My other nitpick, less related to the trial is that I hate how marginalized bodies only seem to exist when they're dead. And not just ONE dear black person or one dead lesbian, but...several. Isn't that sick? You have to die in mass quantities to get noticed otherwise it's just one more dead _______ again. Then again, you can look at the Remembering Our Dead list and wonder, "Uhh so where's the coverage on all THAT?" And I have no idea...

Other things

So another 11 year old boy committed suicide this week over anti-gay bullying. And I'm left wondering how many children have to die before we start taking bullying in schools seriously. Oh I'm sure some schools take it quite seriously but NOT ENOUGH DO it seems.

And once again I'm seeing blame being passed off to the children as if they come out of the womb like this. No. No. I say again, it's not them, it's US. We're fucking them up by teaching them that being gay is wrong and girls should do this and boys should do that and so on and so on, and if you're not THIS then you need correcting and fixing. We teach them by example and our examples suck HARD. This is NOT an isolated incident and suicide is NOT alien to children as young as 8 years old. To them it's an option, a way out of a life of pain.

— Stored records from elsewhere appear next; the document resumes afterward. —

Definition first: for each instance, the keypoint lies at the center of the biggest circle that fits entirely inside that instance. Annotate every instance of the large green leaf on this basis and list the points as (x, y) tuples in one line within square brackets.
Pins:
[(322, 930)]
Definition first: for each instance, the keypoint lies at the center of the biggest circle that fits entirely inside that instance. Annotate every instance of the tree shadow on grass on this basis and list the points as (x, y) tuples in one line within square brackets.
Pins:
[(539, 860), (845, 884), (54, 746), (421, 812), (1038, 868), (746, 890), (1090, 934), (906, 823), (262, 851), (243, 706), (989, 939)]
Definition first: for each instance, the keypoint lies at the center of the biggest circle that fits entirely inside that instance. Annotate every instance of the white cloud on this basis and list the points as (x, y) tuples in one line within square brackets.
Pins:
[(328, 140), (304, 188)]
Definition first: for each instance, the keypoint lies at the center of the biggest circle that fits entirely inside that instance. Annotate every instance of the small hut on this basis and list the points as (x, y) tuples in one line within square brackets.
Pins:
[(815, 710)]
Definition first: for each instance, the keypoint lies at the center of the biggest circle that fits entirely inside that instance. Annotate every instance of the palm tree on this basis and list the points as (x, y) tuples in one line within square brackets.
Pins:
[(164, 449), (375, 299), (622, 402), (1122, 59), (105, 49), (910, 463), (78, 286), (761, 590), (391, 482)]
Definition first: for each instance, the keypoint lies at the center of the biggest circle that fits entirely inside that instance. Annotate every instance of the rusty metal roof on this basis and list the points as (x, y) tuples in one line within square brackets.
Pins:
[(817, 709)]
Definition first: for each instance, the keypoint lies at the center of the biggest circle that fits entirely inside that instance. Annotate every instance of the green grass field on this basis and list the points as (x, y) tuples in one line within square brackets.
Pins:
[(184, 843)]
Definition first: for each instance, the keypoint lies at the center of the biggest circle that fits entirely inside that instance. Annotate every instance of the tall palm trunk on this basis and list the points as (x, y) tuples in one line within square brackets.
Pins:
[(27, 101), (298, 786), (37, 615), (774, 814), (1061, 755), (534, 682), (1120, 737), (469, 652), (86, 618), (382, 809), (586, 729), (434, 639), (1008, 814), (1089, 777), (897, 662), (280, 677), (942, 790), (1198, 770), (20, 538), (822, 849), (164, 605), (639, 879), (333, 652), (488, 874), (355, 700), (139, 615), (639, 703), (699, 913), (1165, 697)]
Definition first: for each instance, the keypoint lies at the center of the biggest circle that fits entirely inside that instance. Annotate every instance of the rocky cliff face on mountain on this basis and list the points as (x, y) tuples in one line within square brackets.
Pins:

It's the parents, and it's the schools. I've seen way too often schools either just ignore at-risk or troubled students outright or give them really half-assed attention. Hell, when I was in middle school desperately trying to kill myself my guidance counselors and school officials just smiled at me and told me I was "kidding". Really, is that the message you want to pass on, that lives are a joke?

But don't we do that anyway? Continuously prove that some lives really ARE worth less than others? Do we really care as a society, not just little niche groups, about what we're REALLY saying when we don't prosecute a hate crime fully or fairly, or when we clearly value some students over others?

It really is a problem, but the question is, as ever, what do we do about it?